Michèle Rivasi : « L’Agence européenne du médicament a failli à sa mission » dans l’affaire Mediator

11 février 2011
Michèle Rivasi : « L’Agence européenne du médicament a failli à sa mission » dans l’affaire Mediator
Par Anne Jeanblanc,

L’Agence européenne du médicament (EMA) aurait dû se saisir du dossier Mediator dès 1999. La députée européenne Michèle Rivasi (Europe Écologie-Les Verts) regrette vivement un dysfonctionnement qui, ajouté à celui des autorités françaises, a conduit à la mort de plusieurs centaines de personnes.

Le Point.fr : Que reprochez-vous exactement à l’Agence européenne du médicament ?

Michèle Rivasi : D’avoir laissé le Mediator sur le marché. Dès 1997, on disposait de nombreux rapports qui indiquaient que le benfluorex (nom chimique de la molécule), dont le nom se termine par « orex », était bien un anorexigène. On savait aussi que l’isoméride (une molécule voisine) entraînait des effets secondaires importants chez les patients. Or, en 1999, l’Agence a retiré l’autorisation de commercialisation de tous les coupe-faim, sauf celle du Mediator. Je demande aujourd’hui à la commission d’expliquer le pourquoi de cette exception. D’autant plus que la Food and Drug Administration américaine avait, elle, auparavant interdit tous ces produits, y compris le Mediator.


L’Agence européenne avait néanmoins demandé une enquête sur le Mediator…

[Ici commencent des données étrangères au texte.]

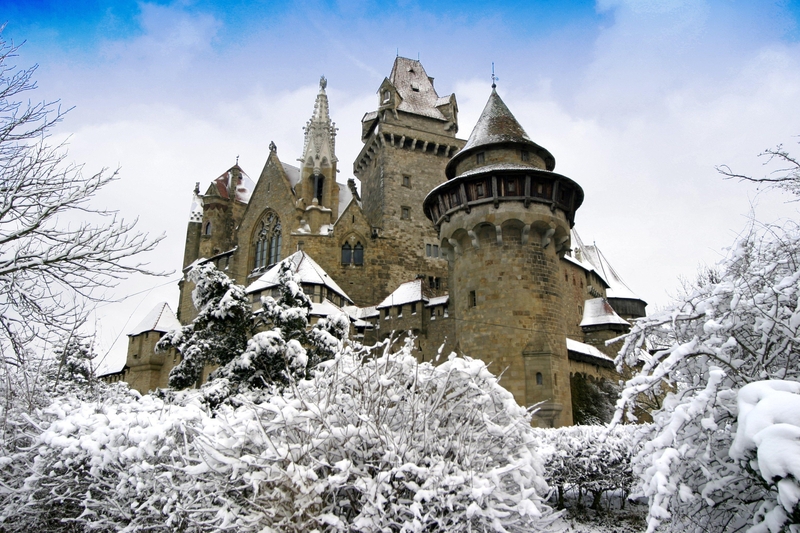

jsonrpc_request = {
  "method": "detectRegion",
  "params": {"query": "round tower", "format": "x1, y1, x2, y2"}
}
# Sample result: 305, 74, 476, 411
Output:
424, 86, 583, 427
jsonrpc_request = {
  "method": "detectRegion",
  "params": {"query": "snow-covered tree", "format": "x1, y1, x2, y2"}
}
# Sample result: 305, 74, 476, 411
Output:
617, 217, 800, 532
0, 343, 555, 533
212, 261, 350, 389
156, 263, 254, 389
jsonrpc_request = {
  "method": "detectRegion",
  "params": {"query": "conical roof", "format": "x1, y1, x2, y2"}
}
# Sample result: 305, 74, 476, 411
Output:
445, 87, 556, 179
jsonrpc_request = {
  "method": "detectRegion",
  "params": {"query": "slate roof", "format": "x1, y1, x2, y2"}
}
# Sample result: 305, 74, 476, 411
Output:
213, 165, 256, 204
389, 57, 449, 120
128, 302, 181, 337
580, 298, 630, 327
445, 88, 556, 179
245, 250, 353, 302
572, 228, 644, 301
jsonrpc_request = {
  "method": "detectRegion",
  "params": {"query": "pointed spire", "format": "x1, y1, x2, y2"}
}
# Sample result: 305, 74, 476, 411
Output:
445, 87, 556, 179
301, 76, 337, 169
463, 88, 533, 151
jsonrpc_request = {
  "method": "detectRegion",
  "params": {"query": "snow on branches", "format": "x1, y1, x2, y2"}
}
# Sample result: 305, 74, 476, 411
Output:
156, 263, 253, 389
617, 220, 800, 532
0, 338, 555, 533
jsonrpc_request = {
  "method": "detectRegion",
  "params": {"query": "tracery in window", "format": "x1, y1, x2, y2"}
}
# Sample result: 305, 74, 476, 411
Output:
253, 212, 281, 270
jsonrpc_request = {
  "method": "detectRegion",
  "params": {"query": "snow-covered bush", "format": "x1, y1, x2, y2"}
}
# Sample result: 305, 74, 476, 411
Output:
534, 425, 640, 510
0, 338, 554, 533
617, 220, 800, 532
730, 380, 800, 533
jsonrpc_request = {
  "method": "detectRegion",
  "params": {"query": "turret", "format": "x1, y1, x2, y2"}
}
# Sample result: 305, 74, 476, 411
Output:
423, 87, 583, 426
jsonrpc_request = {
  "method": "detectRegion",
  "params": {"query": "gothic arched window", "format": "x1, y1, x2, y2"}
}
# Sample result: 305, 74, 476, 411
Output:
342, 242, 353, 265
353, 242, 364, 266
314, 174, 325, 205
253, 213, 281, 270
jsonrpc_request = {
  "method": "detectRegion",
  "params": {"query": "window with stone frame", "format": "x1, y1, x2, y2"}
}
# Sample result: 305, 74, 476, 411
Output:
253, 211, 282, 271
353, 242, 364, 266
342, 242, 353, 265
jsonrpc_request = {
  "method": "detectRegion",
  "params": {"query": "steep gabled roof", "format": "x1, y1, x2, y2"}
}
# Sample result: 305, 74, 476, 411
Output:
389, 57, 447, 120
375, 279, 428, 309
245, 250, 353, 302
128, 302, 181, 337
212, 164, 256, 204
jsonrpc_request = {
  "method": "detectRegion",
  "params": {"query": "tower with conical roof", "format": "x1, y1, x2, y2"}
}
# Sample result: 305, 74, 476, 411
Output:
424, 85, 583, 426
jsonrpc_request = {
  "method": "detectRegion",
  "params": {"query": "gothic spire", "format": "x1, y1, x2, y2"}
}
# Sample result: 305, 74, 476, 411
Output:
301, 76, 337, 174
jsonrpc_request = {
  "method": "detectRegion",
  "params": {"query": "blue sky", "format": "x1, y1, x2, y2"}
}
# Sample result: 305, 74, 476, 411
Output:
0, 0, 800, 370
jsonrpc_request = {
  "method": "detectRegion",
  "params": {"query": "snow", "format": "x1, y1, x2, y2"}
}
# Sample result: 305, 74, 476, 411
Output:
580, 298, 630, 327
375, 279, 425, 309
281, 163, 300, 189
128, 302, 181, 337
567, 338, 616, 363
245, 250, 353, 302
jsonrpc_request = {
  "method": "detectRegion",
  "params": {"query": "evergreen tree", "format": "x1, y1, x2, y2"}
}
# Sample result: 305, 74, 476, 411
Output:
156, 263, 253, 389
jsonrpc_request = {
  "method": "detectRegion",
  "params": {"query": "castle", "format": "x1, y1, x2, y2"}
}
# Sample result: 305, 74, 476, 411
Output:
110, 57, 646, 426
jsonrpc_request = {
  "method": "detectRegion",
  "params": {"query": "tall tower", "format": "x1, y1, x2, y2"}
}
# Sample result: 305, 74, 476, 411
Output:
353, 57, 464, 301
424, 86, 583, 427
295, 76, 339, 234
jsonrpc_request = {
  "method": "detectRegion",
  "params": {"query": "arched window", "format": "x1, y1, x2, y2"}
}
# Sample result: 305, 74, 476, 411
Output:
353, 242, 364, 266
253, 212, 281, 270
314, 174, 325, 205
342, 242, 353, 265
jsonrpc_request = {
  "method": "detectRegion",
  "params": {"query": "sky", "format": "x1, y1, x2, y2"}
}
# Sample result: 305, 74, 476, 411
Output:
0, 0, 800, 369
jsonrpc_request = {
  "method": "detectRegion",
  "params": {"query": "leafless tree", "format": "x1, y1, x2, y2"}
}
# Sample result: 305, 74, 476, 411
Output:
717, 144, 800, 196
0, 33, 163, 408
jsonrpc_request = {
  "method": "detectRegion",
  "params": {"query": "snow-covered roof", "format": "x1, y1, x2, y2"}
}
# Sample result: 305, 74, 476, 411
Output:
581, 298, 630, 327
375, 279, 425, 309
565, 228, 641, 300
567, 337, 614, 365
214, 165, 256, 204
245, 250, 353, 302
336, 181, 353, 216
189, 188, 203, 222
281, 162, 300, 188
128, 302, 181, 337
459, 163, 549, 177
425, 294, 450, 307
389, 57, 449, 120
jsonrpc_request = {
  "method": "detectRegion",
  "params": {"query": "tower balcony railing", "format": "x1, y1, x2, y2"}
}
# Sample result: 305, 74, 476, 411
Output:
424, 168, 583, 228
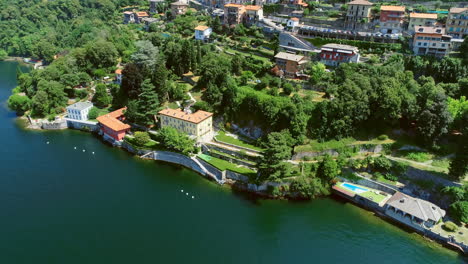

Oui et, là aussi, je suis très surprise. L’EMA a demandé en 1999-2000 aux laboratoires Servier de réaliser un protocole d’étude sur les effets secondaires d’un point de vue pulmonaire et cardiaque. L’industriel français avait un an pour effectuer ce travail. Or il n’a commencé qu’en 2006. Et il n’a été achevé qu’en 2009. Je suis surprise de voir que les personnes présentes à la tête des structures de l’Agence chargées d’autoriser ou non les médicaments ont mis autant de temps à réagir. Était-ce dans le but de favoriser les laboratoires Servier ? Je suis bien d’accord avec le rapport de l’Igas qui parle d' »enlisement européen ». C’est pourquoi je demande une enquête interne pour expliquer ce dysfonctionnement.


Une agence européenne peut-elle interdire, dans un pays, un médicament qui a une autorisation de mise sur le marché national, comme c’était le cas du Mediator en France ?

Normalement, c’est aux autorités nationales d’agir. Mais quand plusieurs pays interdisent un médicament, l’EMA doit automatiquement faire un rapport et recommander que ce médicament ne soit plus autorisé en Europe. Certes, pour le Mediator, la situation est un peu plus compliquée puisque c’est le laboratoire lui-même qui a décidé de son retrait en Italie – où des cas de valvulopathie avaient été décrits dès 1998 – et en Espagne. C’était une façon détournée, une entourloupe pour éviter l’interdiction. Il n’empêche que, si l’EMA avait suivi le dossier et exigé l’étude demandée auparavant, la situation aurait été bien différente.

Souhaitez-vous, au final, que l’Agence européenne dispose de plus de pouvoirs ?

Tant que l’EMA ne me montre pas qu’elle est critique, qu’elle est capable de faire des analyses vraiment indépendantes sur les médicaments, je milite pour une révision de fond en comble de son fonctionnement. Car elle adopte actuellement avec le vaccin Pandemrix (contre la grippe A/H1N1 des laboratoires GSK) le même comportement que vis-à-vis du Mediator. Dans plusieurs pays, dont la Suède et la Finlande, des rapports montrent que ce vaccin a provoqué des cas de narcolepsie (se manifestant par des épisodes de sommeil irrépressibles) chez des enfants. L’EMA estime que le lien n’est pas prouvé et qu’il faut encore faire des études. C’est inquiétant.